Ali mengatakan, hakim sudah baik dalam mempertimbangkan fakta persidangan. Lembaga antirasuah juga puas Matheus diberikan pidana pengganti oleh hakim.

"Majelis hakim telah mengakomodir seluruh uraian analisa yuridis pembuktian sebagaimana tuntutan tim jaksa," ujar Ali.

Kendati demikian, Ali belum bisa memastikan pihaknya tidak mengajukan banding. KPK masih memilih pikir-pikir sebelum menentukan sikap.

"Saat ini tim jaksa masih pikir-pikir atas putusan tersebut untuk memberi waktu menganalisa secara utuh dan lengkap terkait isi pertimbangan dari putusan majelis hakim dimaksud," tutur Ali.

Diketahui, Matheus Joko divonis sembilan tahun penjara dan denda Rp450 juta subsider enam bulan kurungan. Ia turut dijatuhi hukuman kewajiban pembayaran uang pengganti sebesar Rp1,56 miliar.
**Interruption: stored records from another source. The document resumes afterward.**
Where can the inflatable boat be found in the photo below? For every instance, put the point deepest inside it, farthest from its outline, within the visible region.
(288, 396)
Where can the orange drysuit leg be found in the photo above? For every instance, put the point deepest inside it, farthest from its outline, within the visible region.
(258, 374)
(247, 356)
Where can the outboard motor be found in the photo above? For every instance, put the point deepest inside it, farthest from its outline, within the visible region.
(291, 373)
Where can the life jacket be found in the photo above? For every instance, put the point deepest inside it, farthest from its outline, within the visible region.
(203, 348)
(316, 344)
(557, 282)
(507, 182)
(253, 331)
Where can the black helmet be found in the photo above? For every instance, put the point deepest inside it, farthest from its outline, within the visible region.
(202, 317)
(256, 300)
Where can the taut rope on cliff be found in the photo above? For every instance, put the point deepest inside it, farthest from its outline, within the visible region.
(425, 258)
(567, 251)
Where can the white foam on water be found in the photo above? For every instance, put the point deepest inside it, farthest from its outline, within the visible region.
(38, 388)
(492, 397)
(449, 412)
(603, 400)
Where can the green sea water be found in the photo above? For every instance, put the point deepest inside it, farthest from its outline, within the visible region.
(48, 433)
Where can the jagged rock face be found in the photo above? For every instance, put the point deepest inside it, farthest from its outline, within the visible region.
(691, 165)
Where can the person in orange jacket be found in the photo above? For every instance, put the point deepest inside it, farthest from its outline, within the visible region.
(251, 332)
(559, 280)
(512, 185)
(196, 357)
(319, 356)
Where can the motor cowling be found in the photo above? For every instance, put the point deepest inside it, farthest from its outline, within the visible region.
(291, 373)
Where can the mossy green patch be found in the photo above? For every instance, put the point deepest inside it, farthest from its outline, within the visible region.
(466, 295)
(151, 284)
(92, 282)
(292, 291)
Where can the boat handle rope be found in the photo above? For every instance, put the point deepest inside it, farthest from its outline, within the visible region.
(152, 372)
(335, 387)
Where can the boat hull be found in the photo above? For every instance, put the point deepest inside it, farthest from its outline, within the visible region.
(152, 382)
Sementara, Adi Wahyono divonis tujuh tahun penjara dan denda Rp350 juta subsider enam bulan kurungan. Namun Adi tidak dijatuhi pidana uang pengganti oleh majelis hakim.

Keduanya dinyatakan bersalah bersama eks Menteri Sosial (Mensos) Juliari Peter Batubara menerima suap sebesar Rp32,48 miliar. 

Puluhan miliar uang suap untuk Juliari Batubara berkaitan dengan penunjukan sejumlah perusahaan penggarap proyek bansos Covid-19.

Di antaranya yakni PT Pertani, PT Mandala Hamonganan Sude, hingga PT Tigapilar Agro Utama. Juliari dinilai memotong Rp 10ribu dari setiap paket pengadaan bansos.

Adapun rincian uang yang diterima Juliari melalui Adi Wahyono dan Matheus Joko yakni, berasal dari konsultan Hukum Harry Van Sidabukke, senilai Rp1,28 miliar.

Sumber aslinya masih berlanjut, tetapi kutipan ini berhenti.